Margin mulai turun dari level tertinggi karena perusahaan menyeimbangan kembali trade-off harga-versus-volume. Namun, margin tetap jauh lebih tinggi daripada tahun-tahun sebelum Covid
Hal ini mungkin bisa mendukung sejumlah ekuitas. Ketika ditanya jenis saham apa yang paling diuntungkan dari inflasi yang didorong laba, hampir tiga perempat responden memilih perusahaan dengan kekuatan harga yang kuat. Logikanya adalah bahwa sampai serangan balik yang meningkat terhadap monopoli atau oligopoli berjalan dengan baik, akan lebih masuk akal untuk perusahaan yang paling dapat mengeksploitasi latar belakang inflasi.

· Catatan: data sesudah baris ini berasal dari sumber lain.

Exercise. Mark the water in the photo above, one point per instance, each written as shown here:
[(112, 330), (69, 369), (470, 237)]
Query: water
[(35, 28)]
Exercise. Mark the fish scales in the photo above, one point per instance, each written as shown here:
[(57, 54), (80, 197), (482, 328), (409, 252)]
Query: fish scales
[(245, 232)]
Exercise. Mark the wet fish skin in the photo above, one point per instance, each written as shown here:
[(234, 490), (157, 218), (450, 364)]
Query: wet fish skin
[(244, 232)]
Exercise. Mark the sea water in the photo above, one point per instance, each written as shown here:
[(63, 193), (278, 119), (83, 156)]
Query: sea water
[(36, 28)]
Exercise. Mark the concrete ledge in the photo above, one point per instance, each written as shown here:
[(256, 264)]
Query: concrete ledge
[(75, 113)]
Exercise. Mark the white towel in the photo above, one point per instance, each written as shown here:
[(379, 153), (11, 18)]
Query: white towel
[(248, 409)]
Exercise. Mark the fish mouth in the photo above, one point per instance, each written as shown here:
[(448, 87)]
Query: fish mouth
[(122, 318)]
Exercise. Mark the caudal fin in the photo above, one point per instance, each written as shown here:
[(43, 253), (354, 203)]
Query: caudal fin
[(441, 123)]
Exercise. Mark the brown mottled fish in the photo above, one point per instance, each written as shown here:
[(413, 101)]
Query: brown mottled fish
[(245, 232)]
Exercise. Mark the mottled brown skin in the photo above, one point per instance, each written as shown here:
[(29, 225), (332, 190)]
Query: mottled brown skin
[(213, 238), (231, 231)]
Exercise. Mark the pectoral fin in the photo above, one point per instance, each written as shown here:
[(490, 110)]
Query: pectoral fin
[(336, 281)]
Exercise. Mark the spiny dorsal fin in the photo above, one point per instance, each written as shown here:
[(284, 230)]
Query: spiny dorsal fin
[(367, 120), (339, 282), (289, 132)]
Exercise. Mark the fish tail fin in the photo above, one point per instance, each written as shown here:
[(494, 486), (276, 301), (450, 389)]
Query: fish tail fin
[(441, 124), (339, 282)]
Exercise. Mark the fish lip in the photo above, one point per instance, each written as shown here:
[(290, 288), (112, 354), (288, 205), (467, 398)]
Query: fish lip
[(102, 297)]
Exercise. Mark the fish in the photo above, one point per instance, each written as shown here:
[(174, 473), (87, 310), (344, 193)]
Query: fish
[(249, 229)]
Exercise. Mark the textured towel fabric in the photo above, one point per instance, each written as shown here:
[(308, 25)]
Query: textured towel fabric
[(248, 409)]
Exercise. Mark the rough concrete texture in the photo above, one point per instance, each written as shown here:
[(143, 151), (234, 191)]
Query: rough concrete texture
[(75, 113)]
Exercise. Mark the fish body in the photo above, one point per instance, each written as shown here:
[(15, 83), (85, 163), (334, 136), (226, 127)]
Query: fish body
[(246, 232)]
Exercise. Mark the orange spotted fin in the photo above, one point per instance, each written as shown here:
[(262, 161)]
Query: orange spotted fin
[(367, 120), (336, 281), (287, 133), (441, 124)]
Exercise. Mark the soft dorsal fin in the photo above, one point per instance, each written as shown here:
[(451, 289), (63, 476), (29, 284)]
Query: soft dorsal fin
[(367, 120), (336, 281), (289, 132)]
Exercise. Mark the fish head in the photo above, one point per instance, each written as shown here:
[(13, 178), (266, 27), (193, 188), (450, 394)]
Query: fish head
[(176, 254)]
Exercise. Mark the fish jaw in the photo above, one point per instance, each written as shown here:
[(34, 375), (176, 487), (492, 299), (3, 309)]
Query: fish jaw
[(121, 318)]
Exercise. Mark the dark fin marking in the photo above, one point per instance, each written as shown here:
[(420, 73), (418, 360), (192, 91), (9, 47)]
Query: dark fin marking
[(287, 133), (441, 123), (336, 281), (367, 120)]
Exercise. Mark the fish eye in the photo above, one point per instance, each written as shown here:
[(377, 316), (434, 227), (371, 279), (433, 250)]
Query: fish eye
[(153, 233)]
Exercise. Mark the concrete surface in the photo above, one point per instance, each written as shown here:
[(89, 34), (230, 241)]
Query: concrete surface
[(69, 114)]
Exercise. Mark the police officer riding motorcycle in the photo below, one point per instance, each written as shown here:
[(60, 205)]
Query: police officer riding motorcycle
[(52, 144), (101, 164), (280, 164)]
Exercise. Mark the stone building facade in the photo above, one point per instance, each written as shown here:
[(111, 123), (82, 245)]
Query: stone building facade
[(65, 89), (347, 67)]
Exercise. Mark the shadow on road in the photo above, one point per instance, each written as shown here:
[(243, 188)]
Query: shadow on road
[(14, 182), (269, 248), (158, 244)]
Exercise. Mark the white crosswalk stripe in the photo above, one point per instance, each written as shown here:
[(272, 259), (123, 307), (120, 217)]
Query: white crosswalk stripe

Pada akhirnya, 'greedflation' tidak akan menyebabkan inflasi yang lengket terjadi berkepanjangan, menurut mayoritas responden survei.
Hanya 10% mengatakan akan memakan waktu lebih dari lima tahun untuk tingkat headline inflasi harga konsumen AS kembali ke rata-rata stabil sekitar 2%. Lebih dari setengah perkiraan inflasi akan kembali ke level 2% dalam dua tahun, sejalan dengan pandangan pasar, berdasarkan tingkat impas dua tahun saat ini sekitar 2,1%.
Jadi apa yang bisa dilakukan secara khusus untuk membendung ifnlasi yang didorong oleh laba? Sekitar 24% responden survei yang tidak percaya kebijakan moneter yang lebih ketat memberikan beberapa alternatif yang bijaksana.
Di antara saran yang lebih banyak diajukan adalah penegakan undang-undang antimonopoli yang lebih baik seputar merger, bersama dengan upaya lain untuk mendorong lebih banyak persaingan. Ada dukungan untuk pajak perusahaan yang lebih tinggi, kemungkinan termasuk biaya tak terduga di area-area di mana penggelembungan harga teridentifikasi. "Beri pajak tanpa mereka tahu" merupakan salah satu rekomendasi tanpa basa-basi.
Inflasi melahirkan kebencian dengan memperburuk ketimpangan. Setelah penghematan karena pandemi habis, kebencian berpotensi menjamur, dan naiknya keuntungan perusahaan kemungkinan besar akan menghadapi masa depan yang jauh lebih menantang dan teratur. Sehingga, kebijakan moneter yang lebih ketat tidak akan menjadi kekhawatiran besar.